Flink SQL Client集成Hive

环境

CDH-6.3.2
Flink-1.12.2
最后会补充说明Flink-1.13.1的使用方法

准备

flink-1.12.2/lib目录需要放如下jar包

flink-sql-connector-hive-2.2.0_2.11-1.12.0.jar
hadoop-common-3.0.0-cdh6.3.2.jar
hadoop-mapreduce-client-common-3.0.0-cdh6.3.2.jar
hadoop-mapreduce-client-core-3.0.0-cdh6.3.2.jar
hadoop-mapreduce-client-hs-3.0.0-cdh6.3.2.jar
hadoop-mapreduce-client-jobclient-3.0.0-cdh6.3.2.jar

启动Flink Session on YARN

export HADOOP_CLASSPATH=`hadoop classpath`
./bin/yarn-session.sh --detached

配置sql-client-defaults.yaml

此配置文件在flink-1.12.2/conf目录下,修改后如下:

#==============================================================================
# Tables
#==============================================================================

# Define tables here such as sources, sinks, views, or temporal tables.

tables: [] # empty list
# A typical table source definition looks like:
# - name: ...
#   type: source-table
#   connector: ...
#   format: ...
#   schema: ...

# A typical view definition looks like:
# - name: ...
#   type: view
#   query: "SELECT ..."

# A typical temporal table definition looks like:
# - name: ...
#   type: temporal-table
#   history-table: ...
#   time-attribute: ...
#   primary-key: ...


#==============================================================================
# User-defined functions
#==============================================================================

# Define scalar, aggregate, or table functions here.

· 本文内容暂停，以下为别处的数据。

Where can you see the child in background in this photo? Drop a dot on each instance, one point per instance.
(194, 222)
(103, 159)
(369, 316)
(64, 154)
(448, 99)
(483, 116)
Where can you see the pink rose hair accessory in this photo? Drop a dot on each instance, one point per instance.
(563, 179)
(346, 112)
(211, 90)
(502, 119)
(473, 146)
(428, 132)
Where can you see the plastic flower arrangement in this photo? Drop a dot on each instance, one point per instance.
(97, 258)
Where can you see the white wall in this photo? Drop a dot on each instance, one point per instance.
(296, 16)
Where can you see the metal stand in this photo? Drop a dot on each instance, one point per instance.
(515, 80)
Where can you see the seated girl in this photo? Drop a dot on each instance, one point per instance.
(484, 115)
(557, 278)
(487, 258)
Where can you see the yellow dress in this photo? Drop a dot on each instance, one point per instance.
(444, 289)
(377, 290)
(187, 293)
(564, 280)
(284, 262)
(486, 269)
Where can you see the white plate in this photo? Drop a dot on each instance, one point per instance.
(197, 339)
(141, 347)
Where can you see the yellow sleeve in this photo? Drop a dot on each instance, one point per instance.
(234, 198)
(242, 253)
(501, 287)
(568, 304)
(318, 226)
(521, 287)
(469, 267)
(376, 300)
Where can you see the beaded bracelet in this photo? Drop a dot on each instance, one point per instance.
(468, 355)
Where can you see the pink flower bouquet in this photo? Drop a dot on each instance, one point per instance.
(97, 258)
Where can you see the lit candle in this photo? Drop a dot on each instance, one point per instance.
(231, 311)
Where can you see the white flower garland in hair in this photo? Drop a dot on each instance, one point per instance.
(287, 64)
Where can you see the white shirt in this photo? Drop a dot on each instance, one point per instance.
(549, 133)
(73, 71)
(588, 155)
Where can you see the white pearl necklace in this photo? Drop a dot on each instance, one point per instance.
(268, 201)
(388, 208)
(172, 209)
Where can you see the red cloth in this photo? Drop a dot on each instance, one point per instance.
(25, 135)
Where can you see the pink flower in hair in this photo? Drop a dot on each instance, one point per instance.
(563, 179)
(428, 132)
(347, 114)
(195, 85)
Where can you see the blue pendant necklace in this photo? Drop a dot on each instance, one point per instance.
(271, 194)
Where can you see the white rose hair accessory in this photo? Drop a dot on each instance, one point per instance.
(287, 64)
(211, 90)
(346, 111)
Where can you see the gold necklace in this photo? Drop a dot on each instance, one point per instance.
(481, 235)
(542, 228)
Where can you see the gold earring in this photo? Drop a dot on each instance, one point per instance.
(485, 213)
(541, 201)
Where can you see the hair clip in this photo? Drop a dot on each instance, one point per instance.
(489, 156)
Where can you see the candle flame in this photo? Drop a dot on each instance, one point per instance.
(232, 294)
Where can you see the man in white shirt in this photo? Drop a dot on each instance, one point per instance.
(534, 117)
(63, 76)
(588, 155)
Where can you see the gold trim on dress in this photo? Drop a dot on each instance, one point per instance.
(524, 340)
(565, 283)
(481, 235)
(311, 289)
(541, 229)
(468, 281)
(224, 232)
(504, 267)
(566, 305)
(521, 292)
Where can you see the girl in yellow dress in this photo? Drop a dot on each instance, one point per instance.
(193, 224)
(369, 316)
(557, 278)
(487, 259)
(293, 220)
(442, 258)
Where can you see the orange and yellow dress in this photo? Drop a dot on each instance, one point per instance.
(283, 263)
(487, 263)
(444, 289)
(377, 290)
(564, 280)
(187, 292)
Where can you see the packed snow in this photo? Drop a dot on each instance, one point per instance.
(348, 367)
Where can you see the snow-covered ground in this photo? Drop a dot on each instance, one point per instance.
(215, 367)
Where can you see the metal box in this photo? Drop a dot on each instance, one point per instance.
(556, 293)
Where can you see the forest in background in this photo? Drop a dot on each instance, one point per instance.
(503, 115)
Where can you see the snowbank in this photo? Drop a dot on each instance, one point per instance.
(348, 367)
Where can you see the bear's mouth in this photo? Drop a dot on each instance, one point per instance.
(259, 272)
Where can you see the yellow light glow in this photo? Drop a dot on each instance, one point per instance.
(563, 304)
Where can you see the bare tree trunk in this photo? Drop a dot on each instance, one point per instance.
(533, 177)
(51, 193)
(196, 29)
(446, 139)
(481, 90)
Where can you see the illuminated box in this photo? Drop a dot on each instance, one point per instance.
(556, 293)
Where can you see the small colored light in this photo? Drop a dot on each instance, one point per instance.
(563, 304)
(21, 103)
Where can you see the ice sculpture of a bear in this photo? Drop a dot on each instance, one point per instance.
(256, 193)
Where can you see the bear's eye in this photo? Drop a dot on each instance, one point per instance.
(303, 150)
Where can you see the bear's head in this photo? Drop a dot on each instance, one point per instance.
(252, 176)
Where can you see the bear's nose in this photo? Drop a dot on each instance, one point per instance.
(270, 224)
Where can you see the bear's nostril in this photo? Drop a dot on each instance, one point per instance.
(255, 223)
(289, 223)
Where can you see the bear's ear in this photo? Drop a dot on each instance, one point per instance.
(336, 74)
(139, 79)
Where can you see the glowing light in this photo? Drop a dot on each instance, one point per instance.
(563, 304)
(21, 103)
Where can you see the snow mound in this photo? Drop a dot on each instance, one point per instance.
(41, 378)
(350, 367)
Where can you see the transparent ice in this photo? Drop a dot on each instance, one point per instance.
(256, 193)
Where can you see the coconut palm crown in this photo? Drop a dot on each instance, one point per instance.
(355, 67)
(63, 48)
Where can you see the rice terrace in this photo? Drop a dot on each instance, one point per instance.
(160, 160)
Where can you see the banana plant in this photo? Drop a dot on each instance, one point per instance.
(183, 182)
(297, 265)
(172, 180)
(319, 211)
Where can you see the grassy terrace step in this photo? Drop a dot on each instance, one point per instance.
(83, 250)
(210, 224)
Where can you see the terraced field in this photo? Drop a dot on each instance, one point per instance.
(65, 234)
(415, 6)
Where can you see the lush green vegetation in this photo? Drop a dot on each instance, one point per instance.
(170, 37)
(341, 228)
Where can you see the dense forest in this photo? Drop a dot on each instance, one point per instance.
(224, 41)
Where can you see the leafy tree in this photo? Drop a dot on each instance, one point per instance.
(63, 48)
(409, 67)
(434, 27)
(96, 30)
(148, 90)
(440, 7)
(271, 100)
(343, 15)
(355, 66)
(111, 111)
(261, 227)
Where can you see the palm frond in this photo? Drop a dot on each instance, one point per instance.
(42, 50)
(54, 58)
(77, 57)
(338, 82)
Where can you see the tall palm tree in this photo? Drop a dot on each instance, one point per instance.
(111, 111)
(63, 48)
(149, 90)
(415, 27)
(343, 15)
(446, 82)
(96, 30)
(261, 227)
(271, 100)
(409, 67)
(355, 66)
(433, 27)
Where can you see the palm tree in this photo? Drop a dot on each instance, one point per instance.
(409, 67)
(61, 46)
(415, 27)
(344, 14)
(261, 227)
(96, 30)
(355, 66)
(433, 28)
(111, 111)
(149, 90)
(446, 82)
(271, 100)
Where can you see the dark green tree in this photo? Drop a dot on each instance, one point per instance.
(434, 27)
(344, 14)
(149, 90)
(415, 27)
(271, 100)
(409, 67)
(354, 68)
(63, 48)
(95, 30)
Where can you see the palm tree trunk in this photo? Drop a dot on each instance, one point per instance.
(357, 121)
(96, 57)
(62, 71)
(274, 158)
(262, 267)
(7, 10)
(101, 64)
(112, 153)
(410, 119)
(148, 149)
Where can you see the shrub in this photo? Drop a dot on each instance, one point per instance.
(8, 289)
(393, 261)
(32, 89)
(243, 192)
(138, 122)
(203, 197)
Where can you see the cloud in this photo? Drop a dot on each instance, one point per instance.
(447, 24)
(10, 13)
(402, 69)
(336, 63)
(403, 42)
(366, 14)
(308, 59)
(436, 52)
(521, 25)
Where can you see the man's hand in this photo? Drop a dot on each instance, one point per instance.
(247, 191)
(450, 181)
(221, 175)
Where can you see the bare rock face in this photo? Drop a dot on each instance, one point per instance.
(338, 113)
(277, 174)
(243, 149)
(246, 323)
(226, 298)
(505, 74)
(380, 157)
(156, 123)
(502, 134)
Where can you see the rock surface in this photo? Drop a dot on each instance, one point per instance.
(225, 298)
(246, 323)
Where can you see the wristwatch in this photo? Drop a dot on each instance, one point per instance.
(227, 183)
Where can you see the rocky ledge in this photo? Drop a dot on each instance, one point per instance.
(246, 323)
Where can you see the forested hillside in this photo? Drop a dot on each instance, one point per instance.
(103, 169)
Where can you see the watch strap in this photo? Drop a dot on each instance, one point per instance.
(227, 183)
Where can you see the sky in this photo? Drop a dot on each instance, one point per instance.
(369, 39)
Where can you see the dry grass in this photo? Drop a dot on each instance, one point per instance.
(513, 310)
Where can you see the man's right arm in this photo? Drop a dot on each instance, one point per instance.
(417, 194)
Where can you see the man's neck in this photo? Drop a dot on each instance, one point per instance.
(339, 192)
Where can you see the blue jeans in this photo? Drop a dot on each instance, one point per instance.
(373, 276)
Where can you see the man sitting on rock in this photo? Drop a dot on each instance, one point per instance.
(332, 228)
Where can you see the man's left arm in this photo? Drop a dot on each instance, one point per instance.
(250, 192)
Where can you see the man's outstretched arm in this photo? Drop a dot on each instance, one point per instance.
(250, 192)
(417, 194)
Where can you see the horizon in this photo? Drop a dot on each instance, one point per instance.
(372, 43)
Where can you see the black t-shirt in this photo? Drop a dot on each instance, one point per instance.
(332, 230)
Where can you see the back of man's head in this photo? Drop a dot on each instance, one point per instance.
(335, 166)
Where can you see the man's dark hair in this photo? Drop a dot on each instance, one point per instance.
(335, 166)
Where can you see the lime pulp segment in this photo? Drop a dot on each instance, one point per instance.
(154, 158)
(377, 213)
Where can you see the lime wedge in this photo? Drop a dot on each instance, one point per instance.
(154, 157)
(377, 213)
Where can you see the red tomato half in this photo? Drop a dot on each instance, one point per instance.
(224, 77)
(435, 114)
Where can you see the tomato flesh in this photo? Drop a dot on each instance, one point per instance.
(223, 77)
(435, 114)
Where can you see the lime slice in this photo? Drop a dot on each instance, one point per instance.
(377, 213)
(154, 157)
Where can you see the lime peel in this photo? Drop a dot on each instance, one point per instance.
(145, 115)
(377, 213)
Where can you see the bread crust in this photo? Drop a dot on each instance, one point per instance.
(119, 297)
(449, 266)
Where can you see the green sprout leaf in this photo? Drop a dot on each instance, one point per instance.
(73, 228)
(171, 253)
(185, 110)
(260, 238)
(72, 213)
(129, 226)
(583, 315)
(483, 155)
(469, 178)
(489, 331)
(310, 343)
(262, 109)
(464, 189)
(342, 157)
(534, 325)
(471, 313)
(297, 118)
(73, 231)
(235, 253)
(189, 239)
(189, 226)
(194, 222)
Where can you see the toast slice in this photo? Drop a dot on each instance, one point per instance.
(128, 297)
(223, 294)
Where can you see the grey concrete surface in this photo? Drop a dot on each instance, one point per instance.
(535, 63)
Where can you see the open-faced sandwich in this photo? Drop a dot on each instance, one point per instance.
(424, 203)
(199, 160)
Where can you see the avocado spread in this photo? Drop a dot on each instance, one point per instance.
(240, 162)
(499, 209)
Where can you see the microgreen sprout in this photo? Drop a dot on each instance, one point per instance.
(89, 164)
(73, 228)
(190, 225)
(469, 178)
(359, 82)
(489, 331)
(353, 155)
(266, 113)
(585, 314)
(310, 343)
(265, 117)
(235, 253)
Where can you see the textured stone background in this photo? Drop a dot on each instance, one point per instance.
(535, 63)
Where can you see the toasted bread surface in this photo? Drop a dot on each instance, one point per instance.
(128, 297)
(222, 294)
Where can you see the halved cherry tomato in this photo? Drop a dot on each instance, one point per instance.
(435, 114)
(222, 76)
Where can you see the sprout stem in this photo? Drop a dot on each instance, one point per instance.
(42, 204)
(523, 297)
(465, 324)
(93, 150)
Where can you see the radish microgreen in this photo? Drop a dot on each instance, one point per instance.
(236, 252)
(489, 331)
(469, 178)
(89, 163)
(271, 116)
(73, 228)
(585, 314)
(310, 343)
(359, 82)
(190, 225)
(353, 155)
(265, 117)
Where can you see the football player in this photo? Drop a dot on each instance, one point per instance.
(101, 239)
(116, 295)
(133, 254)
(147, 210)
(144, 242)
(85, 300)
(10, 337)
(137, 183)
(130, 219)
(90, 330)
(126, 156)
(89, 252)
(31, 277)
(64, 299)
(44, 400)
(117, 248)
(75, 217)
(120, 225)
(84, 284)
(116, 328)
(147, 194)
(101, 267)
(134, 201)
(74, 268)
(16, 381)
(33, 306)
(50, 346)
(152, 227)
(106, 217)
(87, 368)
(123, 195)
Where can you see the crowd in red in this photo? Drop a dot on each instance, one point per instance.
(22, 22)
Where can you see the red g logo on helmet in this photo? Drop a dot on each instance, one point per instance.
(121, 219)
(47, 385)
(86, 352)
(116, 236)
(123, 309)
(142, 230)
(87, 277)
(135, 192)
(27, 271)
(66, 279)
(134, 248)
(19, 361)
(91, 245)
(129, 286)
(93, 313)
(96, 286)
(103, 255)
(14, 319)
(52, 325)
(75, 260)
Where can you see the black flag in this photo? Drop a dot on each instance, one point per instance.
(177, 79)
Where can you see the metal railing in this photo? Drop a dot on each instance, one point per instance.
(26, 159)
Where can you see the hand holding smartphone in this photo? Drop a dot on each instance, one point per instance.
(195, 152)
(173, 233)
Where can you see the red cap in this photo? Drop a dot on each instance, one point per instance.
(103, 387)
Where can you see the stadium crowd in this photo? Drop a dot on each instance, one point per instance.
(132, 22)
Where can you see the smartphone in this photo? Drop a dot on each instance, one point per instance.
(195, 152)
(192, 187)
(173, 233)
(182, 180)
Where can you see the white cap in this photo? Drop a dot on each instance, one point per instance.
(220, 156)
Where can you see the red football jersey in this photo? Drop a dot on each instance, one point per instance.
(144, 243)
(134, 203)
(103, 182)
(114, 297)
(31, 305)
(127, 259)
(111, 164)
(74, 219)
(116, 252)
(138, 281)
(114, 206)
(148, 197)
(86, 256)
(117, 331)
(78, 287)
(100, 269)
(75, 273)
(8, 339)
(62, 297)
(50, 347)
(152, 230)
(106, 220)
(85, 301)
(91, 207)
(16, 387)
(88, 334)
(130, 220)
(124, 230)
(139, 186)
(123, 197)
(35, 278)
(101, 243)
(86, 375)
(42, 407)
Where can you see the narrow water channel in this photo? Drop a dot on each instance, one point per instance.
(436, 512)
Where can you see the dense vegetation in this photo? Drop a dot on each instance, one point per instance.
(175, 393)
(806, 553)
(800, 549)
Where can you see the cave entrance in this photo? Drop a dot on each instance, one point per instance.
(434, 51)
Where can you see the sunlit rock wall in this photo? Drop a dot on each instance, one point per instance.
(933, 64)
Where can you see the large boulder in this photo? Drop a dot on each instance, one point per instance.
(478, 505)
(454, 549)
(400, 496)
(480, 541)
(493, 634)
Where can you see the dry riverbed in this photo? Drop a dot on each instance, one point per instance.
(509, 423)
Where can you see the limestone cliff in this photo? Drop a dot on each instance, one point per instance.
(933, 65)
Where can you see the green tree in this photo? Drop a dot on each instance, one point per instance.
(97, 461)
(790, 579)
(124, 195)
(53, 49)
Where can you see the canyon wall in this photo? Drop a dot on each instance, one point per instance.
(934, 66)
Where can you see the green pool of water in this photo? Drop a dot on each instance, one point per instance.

functions: [] # empty list
# A typical function definition looks like:
# - name: ...
#   from: class
#   class: ...
#   constructor: ...


#==============================================================================
# Catalogs
#==============================================================================

# Define catalogs here.

catalogs:
  - name: myhive
    type: hive
    hive-conf-dir: /etc/hive/conf
    hive-version: 2.1.1
    default-database: test

#==============================================================================
# Modules
#==============================================================================

# Define modules here.

#modules: # note the following modules will be of the order they are specified
#  - name: core
#    type: core

#==============================================================================
# Execution properties
#==============================================================================

# Properties that change the fundamental execution behavior of a table program.

execution:
  # select the implementation responsible for planning table programs
  # possible values are 'blink' (used by default) or 'old'
  planner: blink
  # 'batch' or 'streaming' execution
  type: batch
  # allow 'event-time' or only 'processing-time' in sources
  time-characteristic: processing-time
  # interval in ms for emitting periodic watermarks
  periodic-watermarks-interval: 200
  # 'changelog', 'table' or 'tableau' presentation of results
  result-mode: table
  # maximum number of maintained rows in 'table' presentation of results
  max-table-result-rows: 100
  # parallelism of the program
  # parallelism: 1
  # maximum parallelism
  max-parallelism: 128
  # minimum idle state retention in ms
  min-idle-state-retention: 0
  # maximum idle state retention in ms
  max-idle-state-retention: 0
  # current catalog ('default_catalog' by default)
  current-catalog: default_catalog
  # current database of the current catalog (default database of the catalog by default)
  current-database: default_database
  # controls how table programs are restarted in case of a failures
  # restart-strategy:
    # strategy type
    # possible values are "fixed-delay", "failure-rate", "none", or "fallback" (default)
    # type: fallback

#==============================================================================
# Configuration options
#==============================================================================

# Configuration options for adjusting and tuning table programs.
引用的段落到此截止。